Tia, short for TeamViewer Intelligent Agent, has produced more than one million AI session summaries since launch, according to TeamViewer. The latest update builds on that by moving from summarising and recommending actions to generating automations from documented fixes.

How it works

The tool uses insights from past support sessions to surface troubleshooting guidance based on a customer's own records rather than generic information. IT teams can then convert a resolved session into a script generated from the remediation steps recorded during that case.

The script is not deployed automatically. Instead, IT staff review and refine it before any wider rollout across managed endpoints.

The approach addresses a common IT operations problem: support teams often solve the same issues repeatedly because earlier fixes are not recorded in a reusable format. By converting prior resolutions into scripts, TeamViewer aims to reduce repeat incidents and standardise support work.

AEM roadmap

The launch is part of TeamViewer's broader Autonomous Endpoint Management strategy within TeamViewer ONE, its digital workplace platform. That strategy has developed in stages, beginning with remote support and endpoint monitoring, then adding in-session AI assistance and knowledge capture, and now moving into AI-generated automations.

The move reflects a wider trend in workplace technology as software suppliers use AI to capture operational knowledge that might otherwise remain in individual support tickets or technicians' experience. For customers, the value lies in reducing repetitive manual work and improving consistency in how routine faults are handled.

TeamViewer says each resolved incident can contribute to future prevention when session data is combined with endpoint telemetry to identify repeated patterns across an IT estate. In that model, the support interaction becomes a source of reusable operational knowledge rather than a one-off intervention.
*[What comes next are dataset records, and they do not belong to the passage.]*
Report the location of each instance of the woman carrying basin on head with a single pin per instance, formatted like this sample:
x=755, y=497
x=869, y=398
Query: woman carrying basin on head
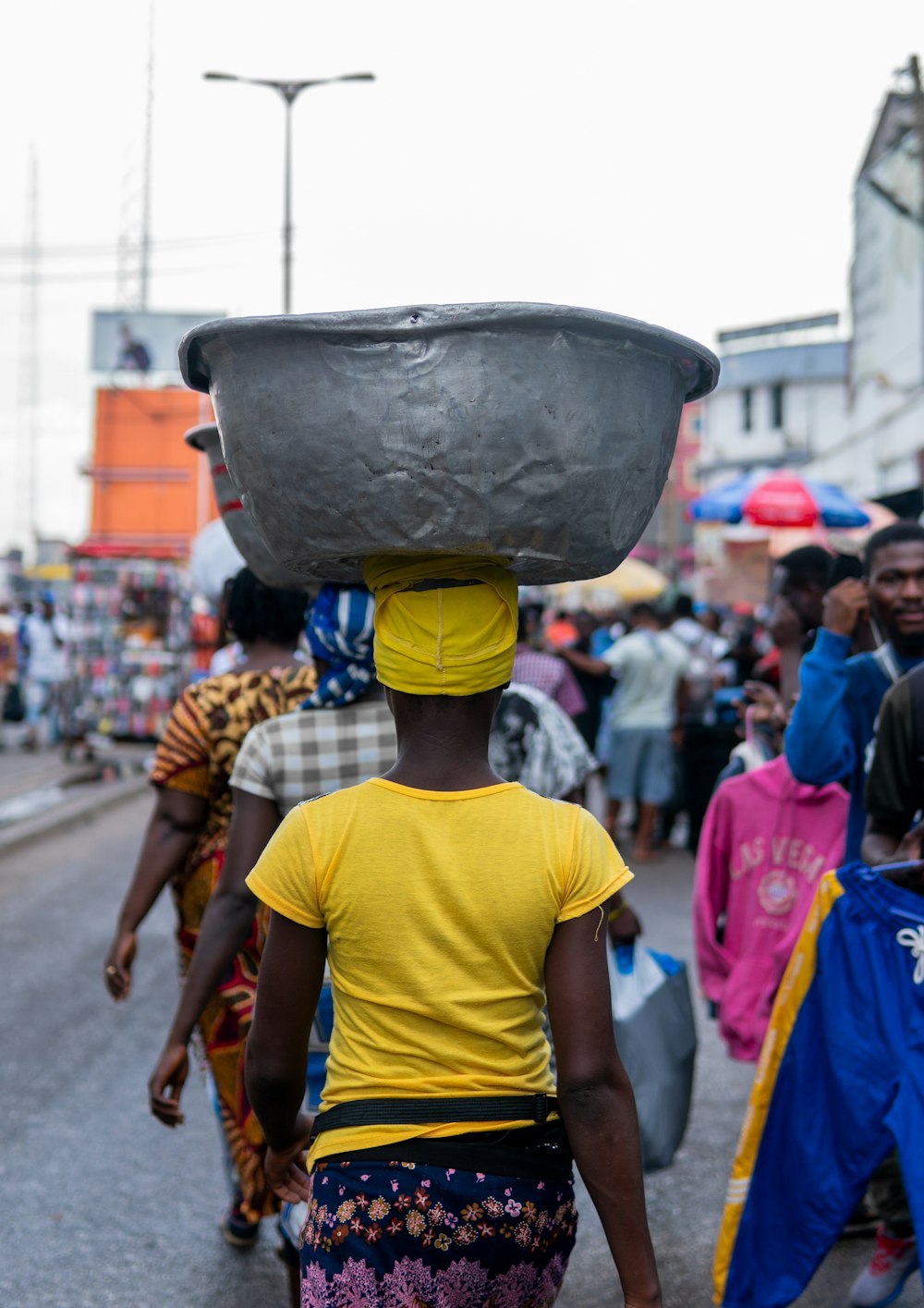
x=448, y=904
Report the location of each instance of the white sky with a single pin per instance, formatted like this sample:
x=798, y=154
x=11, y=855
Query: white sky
x=687, y=164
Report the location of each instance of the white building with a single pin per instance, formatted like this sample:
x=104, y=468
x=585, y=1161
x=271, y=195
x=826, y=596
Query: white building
x=798, y=394
x=881, y=456
x=782, y=397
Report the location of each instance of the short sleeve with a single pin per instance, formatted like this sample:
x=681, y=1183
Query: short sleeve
x=893, y=785
x=286, y=876
x=182, y=757
x=596, y=870
x=252, y=765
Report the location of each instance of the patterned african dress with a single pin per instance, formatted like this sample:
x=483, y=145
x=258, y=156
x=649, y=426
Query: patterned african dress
x=196, y=755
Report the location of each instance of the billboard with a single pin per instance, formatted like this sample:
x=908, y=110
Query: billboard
x=152, y=494
x=140, y=343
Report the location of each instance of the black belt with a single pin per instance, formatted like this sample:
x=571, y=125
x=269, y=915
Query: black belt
x=415, y=1112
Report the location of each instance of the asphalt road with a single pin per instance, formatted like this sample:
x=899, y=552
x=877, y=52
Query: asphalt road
x=100, y=1204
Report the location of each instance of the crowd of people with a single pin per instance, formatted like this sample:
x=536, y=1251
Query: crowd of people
x=33, y=668
x=437, y=728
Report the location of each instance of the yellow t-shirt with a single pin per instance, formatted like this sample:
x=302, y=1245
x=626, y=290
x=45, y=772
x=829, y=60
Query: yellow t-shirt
x=439, y=908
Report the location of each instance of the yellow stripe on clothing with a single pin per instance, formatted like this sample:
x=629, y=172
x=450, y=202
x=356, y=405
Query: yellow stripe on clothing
x=794, y=988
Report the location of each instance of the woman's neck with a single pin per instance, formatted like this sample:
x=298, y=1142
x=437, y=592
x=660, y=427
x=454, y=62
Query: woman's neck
x=263, y=655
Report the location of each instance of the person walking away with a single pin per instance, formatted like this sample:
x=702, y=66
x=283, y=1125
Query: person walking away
x=185, y=847
x=832, y=738
x=341, y=734
x=705, y=740
x=545, y=671
x=798, y=586
x=8, y=661
x=894, y=800
x=44, y=636
x=497, y=898
x=651, y=667
x=766, y=842
x=833, y=724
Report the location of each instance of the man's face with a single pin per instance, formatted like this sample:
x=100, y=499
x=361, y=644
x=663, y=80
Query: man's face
x=897, y=594
x=804, y=596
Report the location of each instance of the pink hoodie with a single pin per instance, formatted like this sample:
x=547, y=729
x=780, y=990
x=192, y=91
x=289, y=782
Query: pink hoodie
x=766, y=841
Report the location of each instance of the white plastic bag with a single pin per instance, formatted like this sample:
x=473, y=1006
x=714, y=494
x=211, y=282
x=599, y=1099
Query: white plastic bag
x=656, y=1037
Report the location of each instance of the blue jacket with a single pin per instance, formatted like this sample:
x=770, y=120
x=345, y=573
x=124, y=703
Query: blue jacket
x=834, y=721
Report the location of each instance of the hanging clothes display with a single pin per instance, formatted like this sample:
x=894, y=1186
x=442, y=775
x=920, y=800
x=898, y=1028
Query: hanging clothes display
x=839, y=1084
x=766, y=842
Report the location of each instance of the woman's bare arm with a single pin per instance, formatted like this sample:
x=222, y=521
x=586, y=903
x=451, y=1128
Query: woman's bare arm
x=171, y=832
x=596, y=1100
x=292, y=973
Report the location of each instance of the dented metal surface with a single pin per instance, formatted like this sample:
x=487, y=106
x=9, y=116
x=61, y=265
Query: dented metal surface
x=535, y=432
x=234, y=516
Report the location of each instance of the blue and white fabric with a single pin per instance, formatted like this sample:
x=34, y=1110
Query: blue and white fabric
x=340, y=630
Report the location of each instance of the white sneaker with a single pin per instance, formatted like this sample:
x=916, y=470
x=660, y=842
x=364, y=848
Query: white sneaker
x=883, y=1277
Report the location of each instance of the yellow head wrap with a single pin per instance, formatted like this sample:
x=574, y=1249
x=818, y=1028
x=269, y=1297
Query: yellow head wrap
x=442, y=640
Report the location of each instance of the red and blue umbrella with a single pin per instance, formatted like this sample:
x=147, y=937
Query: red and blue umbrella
x=779, y=500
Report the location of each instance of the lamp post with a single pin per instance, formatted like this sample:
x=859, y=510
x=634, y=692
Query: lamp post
x=289, y=91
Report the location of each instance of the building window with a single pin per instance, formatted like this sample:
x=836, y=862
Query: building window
x=747, y=410
x=776, y=406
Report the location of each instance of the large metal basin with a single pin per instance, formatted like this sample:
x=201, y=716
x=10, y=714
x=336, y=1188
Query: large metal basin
x=234, y=516
x=539, y=434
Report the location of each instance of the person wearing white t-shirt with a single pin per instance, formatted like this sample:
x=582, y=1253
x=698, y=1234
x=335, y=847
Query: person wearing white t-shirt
x=650, y=666
x=44, y=636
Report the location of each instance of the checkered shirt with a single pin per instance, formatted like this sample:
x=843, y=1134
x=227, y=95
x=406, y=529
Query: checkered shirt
x=551, y=675
x=311, y=752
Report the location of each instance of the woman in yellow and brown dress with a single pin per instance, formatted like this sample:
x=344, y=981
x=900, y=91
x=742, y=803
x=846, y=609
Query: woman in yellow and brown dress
x=185, y=845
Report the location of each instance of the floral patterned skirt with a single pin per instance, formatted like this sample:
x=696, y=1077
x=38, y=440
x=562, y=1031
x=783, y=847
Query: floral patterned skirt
x=408, y=1235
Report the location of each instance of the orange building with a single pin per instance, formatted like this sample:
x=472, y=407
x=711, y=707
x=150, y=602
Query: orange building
x=151, y=492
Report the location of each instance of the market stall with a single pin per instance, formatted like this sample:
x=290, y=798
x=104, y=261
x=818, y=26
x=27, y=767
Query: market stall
x=129, y=652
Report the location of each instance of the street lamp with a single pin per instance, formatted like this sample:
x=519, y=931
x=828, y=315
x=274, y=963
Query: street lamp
x=289, y=91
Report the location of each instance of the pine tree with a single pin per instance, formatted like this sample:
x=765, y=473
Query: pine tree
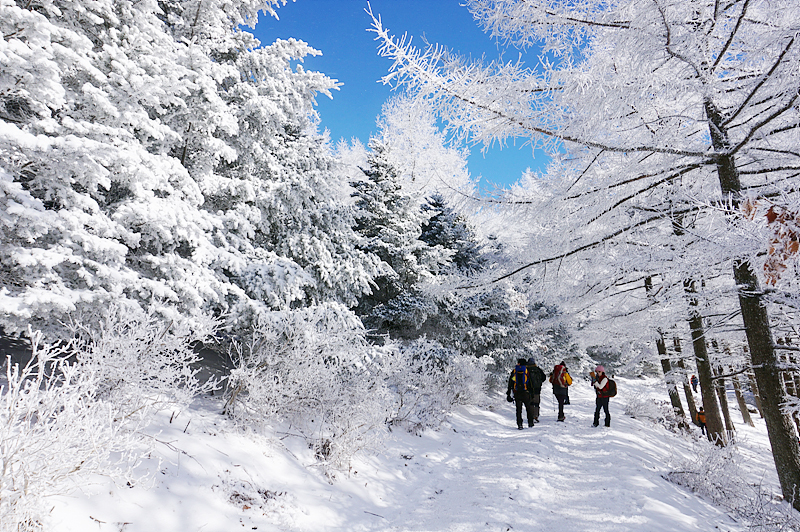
x=390, y=225
x=450, y=230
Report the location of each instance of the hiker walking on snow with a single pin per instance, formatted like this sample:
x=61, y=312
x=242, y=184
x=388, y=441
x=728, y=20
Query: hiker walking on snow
x=601, y=387
x=520, y=382
x=561, y=380
x=537, y=378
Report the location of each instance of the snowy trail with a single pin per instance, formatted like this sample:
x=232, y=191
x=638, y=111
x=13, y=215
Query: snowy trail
x=486, y=475
x=478, y=473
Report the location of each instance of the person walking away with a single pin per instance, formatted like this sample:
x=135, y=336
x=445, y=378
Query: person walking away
x=701, y=420
x=561, y=380
x=520, y=382
x=601, y=387
x=537, y=377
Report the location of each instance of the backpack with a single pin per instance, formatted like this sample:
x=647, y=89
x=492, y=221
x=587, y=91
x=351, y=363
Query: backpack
x=561, y=377
x=520, y=378
x=612, y=388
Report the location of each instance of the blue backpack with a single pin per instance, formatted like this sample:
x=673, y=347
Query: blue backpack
x=520, y=378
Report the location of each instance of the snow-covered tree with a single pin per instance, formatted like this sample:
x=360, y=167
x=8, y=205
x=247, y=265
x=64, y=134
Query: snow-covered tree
x=691, y=100
x=153, y=153
x=389, y=223
x=451, y=231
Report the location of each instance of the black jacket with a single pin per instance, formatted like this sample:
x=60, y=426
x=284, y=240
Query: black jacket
x=537, y=377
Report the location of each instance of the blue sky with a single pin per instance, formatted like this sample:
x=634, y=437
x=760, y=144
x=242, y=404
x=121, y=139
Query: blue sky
x=339, y=29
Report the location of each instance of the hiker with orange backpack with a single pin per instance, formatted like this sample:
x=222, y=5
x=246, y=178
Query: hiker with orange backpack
x=520, y=382
x=561, y=380
x=602, y=387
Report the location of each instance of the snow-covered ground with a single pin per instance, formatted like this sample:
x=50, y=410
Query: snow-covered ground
x=478, y=473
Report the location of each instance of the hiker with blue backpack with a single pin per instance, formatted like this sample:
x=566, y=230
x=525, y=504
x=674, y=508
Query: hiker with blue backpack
x=520, y=383
x=602, y=387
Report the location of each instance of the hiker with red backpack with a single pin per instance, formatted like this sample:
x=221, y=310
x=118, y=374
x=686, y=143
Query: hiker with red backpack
x=520, y=382
x=602, y=387
x=561, y=380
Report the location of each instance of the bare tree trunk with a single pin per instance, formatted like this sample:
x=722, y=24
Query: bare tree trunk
x=672, y=388
x=722, y=392
x=782, y=438
x=737, y=387
x=751, y=378
x=687, y=389
x=714, y=428
x=787, y=376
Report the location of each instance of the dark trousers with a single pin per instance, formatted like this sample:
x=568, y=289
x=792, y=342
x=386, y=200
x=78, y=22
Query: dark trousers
x=601, y=402
x=561, y=398
x=523, y=398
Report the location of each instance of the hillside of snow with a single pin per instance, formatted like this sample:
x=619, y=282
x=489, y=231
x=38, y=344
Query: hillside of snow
x=478, y=473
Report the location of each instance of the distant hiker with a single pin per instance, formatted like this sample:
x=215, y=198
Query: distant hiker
x=561, y=380
x=520, y=383
x=537, y=379
x=701, y=420
x=602, y=386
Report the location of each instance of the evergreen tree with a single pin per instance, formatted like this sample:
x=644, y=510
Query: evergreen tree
x=390, y=225
x=450, y=230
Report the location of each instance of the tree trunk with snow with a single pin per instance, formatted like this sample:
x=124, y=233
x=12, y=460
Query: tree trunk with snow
x=714, y=428
x=687, y=388
x=756, y=395
x=737, y=388
x=722, y=393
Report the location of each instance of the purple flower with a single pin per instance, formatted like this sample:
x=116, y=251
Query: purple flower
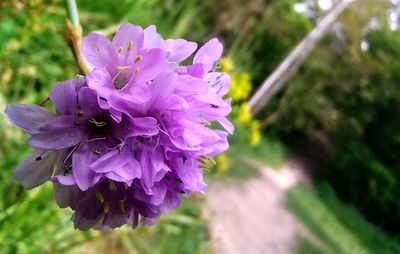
x=131, y=137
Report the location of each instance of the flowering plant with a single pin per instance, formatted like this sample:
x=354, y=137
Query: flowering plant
x=132, y=136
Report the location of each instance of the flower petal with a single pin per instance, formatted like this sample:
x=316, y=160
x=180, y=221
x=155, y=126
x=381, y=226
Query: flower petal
x=143, y=126
x=208, y=54
x=100, y=52
x=84, y=176
x=64, y=95
x=152, y=39
x=153, y=62
x=26, y=116
x=57, y=133
x=179, y=49
x=129, y=40
x=36, y=168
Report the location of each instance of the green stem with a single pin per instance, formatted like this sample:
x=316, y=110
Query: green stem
x=72, y=11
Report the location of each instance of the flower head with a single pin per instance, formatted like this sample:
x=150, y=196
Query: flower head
x=130, y=138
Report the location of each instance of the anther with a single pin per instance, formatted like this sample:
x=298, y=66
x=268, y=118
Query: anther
x=67, y=170
x=79, y=113
x=122, y=205
x=138, y=58
x=205, y=122
x=124, y=68
x=112, y=186
x=100, y=197
x=106, y=207
x=130, y=45
x=96, y=151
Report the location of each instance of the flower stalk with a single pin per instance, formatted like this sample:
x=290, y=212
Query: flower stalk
x=74, y=38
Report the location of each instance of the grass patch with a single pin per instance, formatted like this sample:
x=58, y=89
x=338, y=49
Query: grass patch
x=183, y=231
x=270, y=152
x=340, y=227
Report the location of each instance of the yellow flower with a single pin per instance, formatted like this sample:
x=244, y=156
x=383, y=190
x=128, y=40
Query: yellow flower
x=244, y=114
x=223, y=163
x=226, y=64
x=255, y=135
x=240, y=86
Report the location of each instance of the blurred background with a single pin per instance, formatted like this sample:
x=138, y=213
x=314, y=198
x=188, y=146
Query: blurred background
x=316, y=170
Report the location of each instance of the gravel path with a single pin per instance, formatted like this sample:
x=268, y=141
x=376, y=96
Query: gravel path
x=250, y=217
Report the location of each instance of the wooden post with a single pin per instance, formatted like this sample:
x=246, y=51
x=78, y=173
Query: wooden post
x=295, y=59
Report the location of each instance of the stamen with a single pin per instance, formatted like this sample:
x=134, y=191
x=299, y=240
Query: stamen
x=98, y=124
x=205, y=122
x=130, y=45
x=79, y=113
x=70, y=153
x=138, y=58
x=122, y=205
x=100, y=197
x=124, y=68
x=112, y=186
x=67, y=170
x=97, y=151
x=106, y=207
x=206, y=162
x=96, y=139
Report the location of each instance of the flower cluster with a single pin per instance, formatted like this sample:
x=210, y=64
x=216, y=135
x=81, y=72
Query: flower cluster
x=132, y=136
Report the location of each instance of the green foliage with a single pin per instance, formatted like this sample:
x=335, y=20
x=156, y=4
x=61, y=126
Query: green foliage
x=348, y=100
x=338, y=227
x=34, y=56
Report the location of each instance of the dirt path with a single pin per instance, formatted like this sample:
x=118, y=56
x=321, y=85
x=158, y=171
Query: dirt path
x=250, y=217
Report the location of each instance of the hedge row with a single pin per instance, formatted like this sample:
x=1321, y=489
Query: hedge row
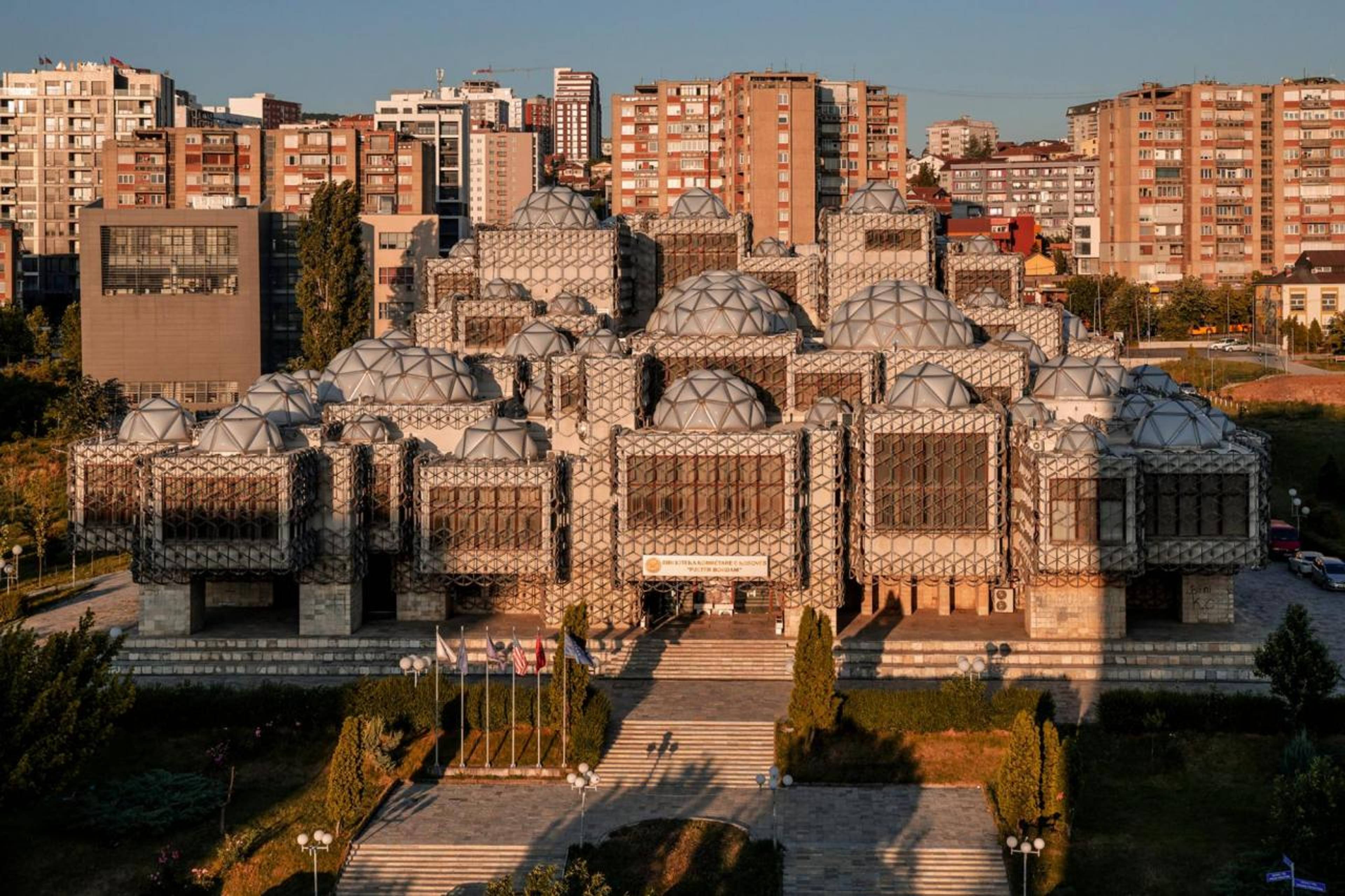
x=1141, y=712
x=958, y=704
The company positions Tia as a link between remote support, digital employee experience tools and remote monitoring systems, arguing that the software can bridge those areas by grounding new automations in remediation steps already applied and documented within a customer environment.

Company scale

TeamViewer is based in Göppingen, Germany, and employs around 1,900 people globally. It generated about EUR 768 million in revenue in 2025 and serves more than 635,000 customers across a range of industries, according to the company.

Its business has evolved from remote desktop access software into a broader workplace technology supplier focused on support, device management and industrial workflows. That shift has become more important as companies look for ways to manage distributed workforces, larger device fleets and a shortage of skilled IT staff.

Mei Dent, Chief Product & Technology Officer, said the scripting feature is intended to help IT teams make more use of the work they have already done to resolve incidents.

"IT teams are under pressure to do more with the resources they have, and too much of their time is still spent resolving the same issues over and over," Dent said.

"Tia's new capabilities [ML3] mean that every resolved incident becomes an asset: one that can be tested, deployed, and used to protect other devices from the same disruption. That is what consistent, scalable IT operations en route to AEM looks like in practice."